Cataloging artifacts

A Software Bill of Materials (SBOM) is a description of the components that make up a software artifact.

Goreleaser can create one or more SBOMs for any artifacts generated by Goreleaser.

Usage

The artifact cataloging step can analyze one or more artifacts generated by Goreleaser and output one or more SBOM files into the dist directory.

The default is configured to create an SBOM for each binary produced with Syft. To enable artifact cataloging just add:

# .goreleaser.yml
sboms:
  - artifacts: archive

To customize the artifact cataloging pipeline you can use the following options:

# .goreleaser.yml
sboms:
  -
    # ID of the sbom config, must be unique.
    #
    # Defaults to "default".
    id: foo

    # List of Names/templates of the SBOM documents created at this step (relative to the dist dir).
    #
    # Each element configured is made available as variables. For example:
    #   documents: ["foo", "bar"]
    #
    # would make the following variables that can be referenced as template keys:
    #   document0: "foo"
    #   document1: "bar"
    #
    # Default value is conditional based on the value of "artifacts"
    #   - "binary":   ["{{ .Binary }}_{{ .Version }}_{{ .Os }}_{{ .Arch }}.sbom"]
    #   - "any":      []
    #   - otherwise:  ["{{ .ArtifactName }}.sbom"]
    #
    # Note that multiple sbom values are only allowed if the value of "artifacts" is "any".
    documents:
      - "${artifact}.spdx.sbom"

    # Path to the SBOM generator command
    #
    # Note: the process CWD will be set to the same location as "dist"
    #
    # Defaults to `syft`
    cmd: syft

    # Command line templateable arguments for the command
    #
    # Defaults to `["$artifact", "--file", "$document", "--output", "spdx-json"]`
    args: ["$artifact", "--file", "$sbom", "--output", "spdx-json"]

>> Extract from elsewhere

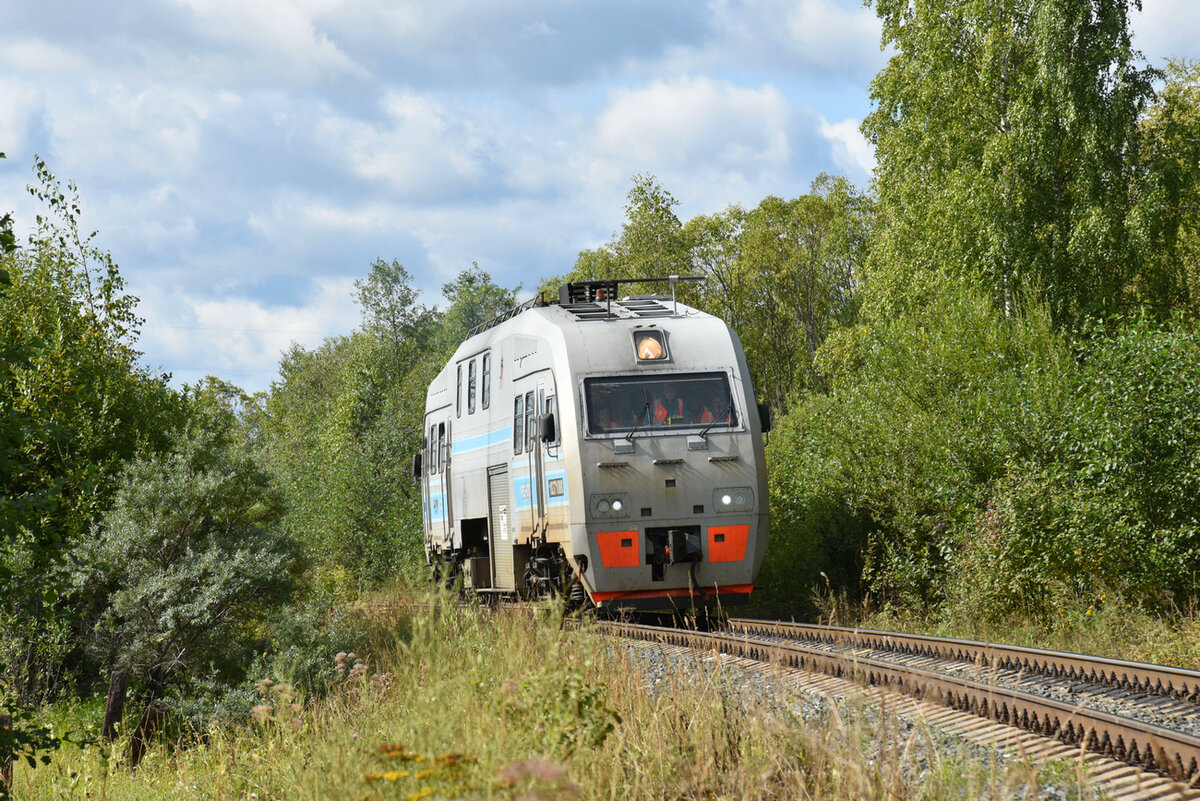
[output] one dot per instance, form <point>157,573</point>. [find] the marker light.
<point>732,499</point>
<point>649,347</point>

    # List of environment variables that will be passed to the SBOM command as well as the templates.
    #
    # Defaults to [ "SYFT_FILE_METADATA_CATALOGER_ENABLED=true" ]
    env:
      - FOO=bar
      - HONK=honkhonk

    # Which artifacts to catalog
    #
    #   any:      let the SBOM tool decide what artifacts available in the cwd should be cataloged
    #   source:   source archive
    #   package:  linux packages (deb, rpm, apk)
    #   archive:  archives from archive pipe
    #   binary:   binaries output from the build stage
    #
    # Defaults to `archive`
    artifacts: archive

    # IDs of the artifacts to catalog.
    #
    # If `artifacts` is "source" or "any" then this fields has no effect.
    #
    # Defaults to empty (which implies no filtering).
    ids:
      - foo
      - bar

Available variable names

These environment variables might be available in the fields that are templateable:

  • ${artifact}: the path to the artifact that will be cataloged (unless "artifacts" config item is "any")
  • ${artifactID}: the ID of the artifact that will be cataloged (unless "artifacts" config item is "any")
  • ${document}: the SBOM filename generated (corresponds to ${document0} if the "artifacts" config item is "any")
  • ${document#}: the SBOM filenames generated, where # corresponds to the list index under the "documents" config item (e.g. ${document0})

Limitations

Container images generated by Goreleaser are not available to be cataloged by the SBOM tool.